There are a lot of advocates out there for having an everyday practice. There are people who will tell you that if you can’t meditate for ten minutes a day, you should do it for an hour. I don’t know that this is helpful.

Some people do really well with routines and predictability. If that’s you, excellent and you likely already have a fair idea of what you need and how best to do it. Much of our daily behaviour tends to be habit based, so if you’re the sort of person who runs on autopilot, then setting up good routines and good habits is a really excellent idea that will serve you well.

But what if it doesn’t? What if routines chafe you and stifle your creativity? What if doing the same thing every day makes you miserable?

Druidry teaches us to honour nature. How nature manifests in you needs to be part of that. How your mind works is part of how nature manifests in you, and we’re not all the same. I think we’re too often persuaded to think of our minds as a special human thing that makes us separate from nature. Your brain is squishy tissue, chemicals, evolution and experience, it is a hot mess of mammal reality and is just as much a part of your animal self as any other bit of your body.

Some creatures like routines; they wake at the same point in each day in relation to the light, seek food in the same places and are reasonably predictable. Some creatures do not have predictable cycles – they don’t breed at the same time each year, they don’t come past the same sites each night, you never know where they might be or what they might be doing. Otters are like this.  Some creatures are seasonal, with habits for certain parts of the year that change at other times. There are lots of different ways of being a mammal.

It’s ok not to have a routine. It’s ok not to have a daily Pagan practice if having one makes you unhappy. It’s ok to make things up as you go along, doing what feels right whenever the mood is upon you. It’s no less valid. We live in a culture that praises and values discipline and predictability, but these are things that work well for industrial life and current workforces. It’s not the only way to be. In Europe, we also have a long history in which Christian monastic life has shaped our cultural ideas about what a good and substantial spiritual practice looks like. It’s not a universal truth that spiritual people work within deliberate structures to focus their dedication.

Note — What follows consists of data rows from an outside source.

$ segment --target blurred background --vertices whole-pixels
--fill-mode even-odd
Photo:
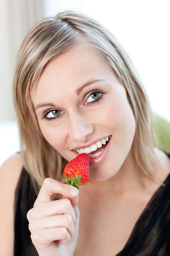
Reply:
[[[153,112],[170,121],[169,0],[0,0],[0,165],[20,150],[12,83],[20,45],[38,20],[67,10],[94,17],[121,41]]]

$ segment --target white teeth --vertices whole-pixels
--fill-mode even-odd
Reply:
[[[86,154],[89,154],[91,152],[93,152],[97,149],[102,147],[102,145],[106,145],[106,141],[108,141],[109,140],[109,137],[107,136],[105,139],[102,139],[101,141],[99,141],[95,144],[93,144],[89,148],[81,148],[77,150],[77,152],[79,154],[82,154],[82,153],[86,153]],[[98,156],[103,152],[103,150],[101,152],[95,154],[94,155],[91,155],[90,157],[95,157],[97,156]]]
[[[106,141],[105,139],[102,139],[102,143],[103,145],[106,145]]]
[[[93,158],[94,157],[98,157],[99,155],[100,155],[103,151],[103,149],[100,151],[100,152],[99,152],[98,153],[96,153],[94,155],[89,155],[89,157],[91,158]]]
[[[91,150],[90,148],[86,148],[84,149],[84,150],[85,153],[86,154],[89,154],[91,152]]]
[[[96,143],[97,146],[98,148],[102,148],[102,143],[101,141],[97,141]]]
[[[92,152],[93,152],[97,149],[97,147],[95,144],[93,144],[93,145],[92,145],[92,146],[90,147],[90,148]]]

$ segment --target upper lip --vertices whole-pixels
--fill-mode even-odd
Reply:
[[[77,151],[77,150],[79,150],[80,149],[86,148],[89,148],[94,144],[96,144],[98,141],[101,141],[103,139],[105,139],[108,137],[108,139],[110,139],[110,136],[106,136],[105,137],[103,137],[101,139],[98,139],[95,141],[94,141],[93,142],[91,142],[90,143],[88,143],[88,144],[86,144],[86,145],[81,146],[79,147],[77,147],[76,148],[74,148],[72,149],[73,151]]]

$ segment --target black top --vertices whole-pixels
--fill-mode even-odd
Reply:
[[[164,184],[155,193],[117,256],[170,256],[170,174]],[[38,255],[30,238],[26,217],[36,197],[30,176],[23,168],[15,191],[14,256]]]

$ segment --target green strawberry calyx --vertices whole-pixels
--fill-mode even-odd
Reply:
[[[75,179],[73,179],[71,173],[70,175],[70,177],[68,177],[66,175],[63,175],[66,182],[64,182],[65,184],[69,184],[75,187],[78,189],[79,189],[79,185],[86,185],[85,183],[82,183],[80,182],[79,181],[82,179],[82,175],[78,175]]]

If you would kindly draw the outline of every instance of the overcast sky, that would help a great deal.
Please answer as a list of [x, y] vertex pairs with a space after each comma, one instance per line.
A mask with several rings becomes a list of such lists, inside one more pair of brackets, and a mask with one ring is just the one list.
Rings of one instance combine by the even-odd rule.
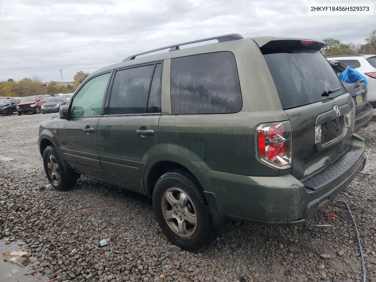
[[[373, 3], [376, 0], [321, 2]], [[364, 42], [369, 16], [312, 16], [303, 0], [0, 0], [0, 81], [71, 81], [132, 53], [228, 33]], [[311, 3], [311, 2], [309, 2]], [[103, 4], [106, 3], [105, 4]]]

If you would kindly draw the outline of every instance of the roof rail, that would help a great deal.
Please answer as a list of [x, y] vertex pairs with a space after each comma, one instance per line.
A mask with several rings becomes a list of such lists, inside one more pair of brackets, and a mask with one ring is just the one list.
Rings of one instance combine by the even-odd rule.
[[243, 38], [243, 36], [241, 35], [240, 34], [238, 33], [232, 33], [231, 34], [226, 34], [224, 35], [220, 35], [219, 36], [215, 36], [214, 37], [209, 37], [207, 38], [204, 38], [203, 39], [200, 39], [198, 40], [194, 40], [193, 41], [190, 41], [188, 42], [184, 42], [182, 43], [179, 43], [179, 44], [175, 44], [173, 45], [170, 45], [170, 46], [166, 46], [165, 47], [162, 47], [160, 48], [158, 48], [157, 49], [155, 49], [153, 50], [150, 50], [150, 51], [148, 51], [146, 52], [143, 52], [141, 53], [138, 53], [138, 54], [135, 54], [134, 55], [132, 55], [132, 56], [129, 56], [129, 57], [126, 58], [124, 60], [123, 60], [122, 62], [124, 62], [126, 61], [128, 61], [129, 60], [133, 60], [136, 58], [138, 56], [140, 56], [141, 55], [144, 55], [145, 54], [147, 54], [148, 53], [152, 53], [153, 52], [156, 52], [157, 51], [161, 51], [161, 50], [164, 50], [165, 49], [170, 49], [169, 52], [171, 51], [175, 51], [175, 50], [180, 50], [180, 46], [183, 46], [183, 45], [187, 45], [189, 44], [193, 44], [193, 43], [197, 43], [199, 42], [203, 42], [205, 41], [209, 41], [209, 40], [213, 40], [214, 39], [217, 39], [218, 41], [218, 42], [223, 42], [225, 41], [230, 41], [231, 40], [235, 40], [237, 39], [241, 39]]

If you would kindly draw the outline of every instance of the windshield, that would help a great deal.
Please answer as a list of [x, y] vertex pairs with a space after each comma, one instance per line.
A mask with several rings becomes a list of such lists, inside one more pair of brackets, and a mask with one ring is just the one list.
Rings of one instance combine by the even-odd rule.
[[35, 97], [27, 97], [27, 98], [24, 98], [21, 102], [20, 103], [27, 103], [28, 102], [34, 102], [35, 100]]
[[368, 62], [371, 64], [371, 65], [374, 68], [376, 68], [376, 56], [371, 57], [368, 58], [367, 59], [368, 61]]
[[[318, 50], [312, 48], [261, 49], [284, 109], [332, 98], [345, 93], [341, 80]], [[329, 96], [325, 91], [341, 88]]]
[[52, 102], [56, 102], [57, 103], [59, 103], [61, 101], [61, 98], [58, 98], [58, 97], [52, 97], [52, 98], [49, 98], [47, 99], [46, 101], [46, 103], [50, 103]]

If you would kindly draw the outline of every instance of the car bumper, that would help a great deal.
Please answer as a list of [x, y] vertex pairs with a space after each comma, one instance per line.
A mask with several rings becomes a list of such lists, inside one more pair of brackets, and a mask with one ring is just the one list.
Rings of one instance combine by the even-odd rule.
[[354, 131], [356, 131], [369, 123], [373, 115], [373, 107], [367, 103], [363, 111], [355, 116]]
[[34, 114], [36, 112], [36, 107], [32, 108], [30, 109], [20, 110], [18, 109], [17, 110], [17, 112], [21, 114]]
[[53, 109], [41, 109], [41, 111], [43, 114], [59, 112], [59, 108], [54, 108]]
[[8, 109], [0, 109], [0, 115], [7, 115], [9, 111]]
[[364, 140], [354, 135], [347, 152], [302, 181], [291, 174], [261, 177], [192, 172], [204, 183], [204, 194], [217, 226], [226, 221], [223, 217], [268, 225], [299, 225], [312, 218], [363, 169], [364, 146]]

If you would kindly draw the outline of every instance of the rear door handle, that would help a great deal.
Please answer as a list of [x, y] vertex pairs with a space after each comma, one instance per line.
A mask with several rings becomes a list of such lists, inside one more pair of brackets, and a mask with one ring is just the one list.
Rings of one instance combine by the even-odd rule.
[[153, 129], [146, 129], [146, 130], [140, 130], [137, 129], [136, 133], [140, 135], [154, 135], [154, 130]]

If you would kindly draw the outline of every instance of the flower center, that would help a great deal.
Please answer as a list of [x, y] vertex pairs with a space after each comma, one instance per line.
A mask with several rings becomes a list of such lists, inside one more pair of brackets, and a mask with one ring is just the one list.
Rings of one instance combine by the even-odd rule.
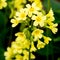
[[26, 14], [25, 13], [21, 13], [20, 17], [21, 18], [25, 18], [26, 17]]

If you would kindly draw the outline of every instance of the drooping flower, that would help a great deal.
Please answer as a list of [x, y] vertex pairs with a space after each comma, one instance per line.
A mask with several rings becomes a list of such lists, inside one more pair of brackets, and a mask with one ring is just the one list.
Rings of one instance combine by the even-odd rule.
[[38, 38], [42, 38], [42, 34], [43, 33], [43, 30], [41, 29], [36, 29], [32, 32], [32, 35], [34, 36], [34, 41], [36, 41]]
[[57, 23], [56, 23], [56, 24], [52, 23], [50, 26], [48, 26], [48, 28], [49, 28], [54, 34], [56, 34], [56, 32], [58, 31], [57, 26], [58, 26]]
[[6, 0], [0, 0], [0, 9], [4, 8], [7, 6]]
[[32, 5], [27, 4], [26, 7], [29, 17], [31, 17], [33, 13], [36, 14], [36, 12], [39, 10], [39, 7], [37, 7], [35, 3], [32, 3]]
[[34, 42], [31, 42], [31, 49], [30, 49], [30, 52], [35, 52], [37, 49], [36, 47], [34, 46]]
[[40, 25], [41, 27], [43, 27], [46, 20], [46, 16], [43, 16], [43, 14], [39, 12], [37, 16], [32, 16], [32, 20], [35, 20], [33, 23], [34, 26]]
[[49, 44], [49, 41], [51, 41], [50, 37], [43, 36], [43, 38], [44, 38], [44, 43], [45, 44]]
[[40, 49], [40, 48], [44, 48], [44, 47], [45, 47], [45, 43], [43, 43], [42, 41], [38, 40], [37, 48]]
[[26, 9], [20, 9], [19, 12], [16, 12], [16, 17], [18, 20], [26, 20], [27, 12]]
[[11, 19], [12, 27], [16, 27], [19, 24], [19, 20]]

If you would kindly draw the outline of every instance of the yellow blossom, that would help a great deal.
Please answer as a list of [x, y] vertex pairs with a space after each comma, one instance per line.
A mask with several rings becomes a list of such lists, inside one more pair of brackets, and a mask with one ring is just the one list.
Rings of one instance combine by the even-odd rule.
[[16, 12], [16, 17], [18, 20], [26, 20], [27, 12], [26, 9], [20, 9], [20, 11]]
[[34, 2], [36, 3], [36, 6], [40, 8], [40, 10], [43, 8], [41, 0], [34, 0]]
[[0, 9], [7, 6], [6, 0], [0, 0]]
[[11, 19], [12, 27], [16, 27], [19, 24], [19, 20]]
[[34, 42], [31, 42], [31, 49], [30, 49], [30, 52], [32, 52], [32, 51], [36, 51], [37, 49], [35, 48], [35, 46], [34, 46]]
[[32, 5], [27, 4], [26, 7], [29, 17], [31, 17], [33, 13], [36, 14], [36, 12], [39, 10], [39, 7], [37, 7], [35, 3], [32, 3]]
[[47, 20], [45, 21], [48, 25], [51, 25], [52, 22], [55, 20], [54, 18], [54, 13], [52, 11], [52, 9], [50, 9], [49, 13], [46, 15]]
[[38, 40], [37, 48], [40, 49], [40, 48], [44, 48], [44, 47], [45, 47], [45, 43], [43, 43], [42, 41]]
[[8, 47], [7, 51], [4, 53], [4, 56], [6, 57], [6, 60], [11, 60], [11, 58], [13, 57], [13, 49]]
[[20, 40], [22, 39], [25, 39], [26, 38], [26, 36], [25, 36], [25, 34], [24, 33], [22, 33], [22, 32], [18, 32], [18, 33], [15, 33], [15, 36], [17, 36], [17, 39], [18, 39], [18, 37], [20, 38]]
[[12, 2], [14, 4], [14, 8], [17, 8], [17, 10], [20, 10], [23, 7], [22, 3], [26, 3], [26, 0], [14, 0]]
[[46, 44], [48, 44], [49, 41], [51, 41], [50, 37], [43, 36], [43, 38], [44, 38], [44, 43], [46, 43]]
[[27, 50], [23, 50], [23, 54], [24, 54], [23, 60], [29, 60], [29, 52]]
[[17, 55], [16, 55], [16, 59], [15, 59], [15, 60], [23, 60], [23, 56], [21, 56], [21, 55], [17, 54]]
[[41, 27], [43, 27], [46, 20], [46, 16], [43, 16], [43, 14], [39, 12], [37, 16], [32, 16], [32, 20], [35, 20], [33, 23], [34, 26], [40, 25]]
[[35, 56], [31, 53], [31, 59], [35, 59]]
[[13, 53], [22, 53], [22, 46], [20, 45], [20, 43], [16, 43], [16, 42], [12, 42], [11, 47], [14, 49]]
[[57, 26], [58, 26], [57, 23], [56, 23], [56, 24], [52, 23], [52, 25], [48, 26], [48, 28], [49, 28], [54, 34], [56, 34], [56, 32], [58, 31]]
[[49, 13], [47, 14], [47, 17], [52, 17], [54, 15], [53, 10], [50, 9]]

Structure can be a way of not paying attention, thinking or truly engaging with your spirituality. Being spontaneous can be an excuse for being careless and not really investing much time or energy. There are pitfalls and opportunities either way.

About Nimue Brown

Druid, author, dreamer, folk enthusiast, parent, polyamourous animist, ant-fash, anti-capitalist, bisexual steampunk. Drinker of coffee, maker of puddings. Exploring life as a Pagan, seeking good and meaningful ways to be, struggling with mental health issues and worried about many things. View all posts by Nimue Brown

9 responses to “Druidry and everyday practice

  • angharadlois

    There are parts of this that I absolutely agree with. For years I felt my spiritual life as yet another item on a never-ending to-do list, a test I was constantly failing. Putting undue pressure on yourself do to something ‘properly’ undermines so much of the nourishment that spiritual practice can provide. That sense of everything being part of a never-ending to-do list comes with a very secular, capitalist, linear concept of time as a (scarce) resource to be maximised at every possible opportunity. To counter it, I have found a lot of inspiration in medieval (inevitably Christian) approaches to time as an ever-renewing cycle, and regular ritual is a good way into experiencing time this way. But I absolutely agree that the physical realities of our bodies are something we bring with us to this dance of time and cycles.

  • LaDonna Remy

    I appreciate this insight and agree that our practice needs to work for us.

  • Sheila Murrey

    Certainly both of these aspects have been true for me in my life, “Structure (for me that was church for 1/2 of my life) can be a way of not paying attention, thinking or truly engaging with your spirituality. Being spontaneous (now, I do a daily morning Gratitude practice) can be an excuse for being careless and not really investing much time or energy.”
    I use qigong and yoga to integrate my spirit into my body and soul, and sometimes dance! ❤️🦋🌀🙏☯️

  • potiapitchford

    And even if you do like routines to your practices you might also find they need to grow organically sometimes becoming more detailed, sometimes becoming simpler. Your practice needs to be what works for you, not what anyone else says “should” work.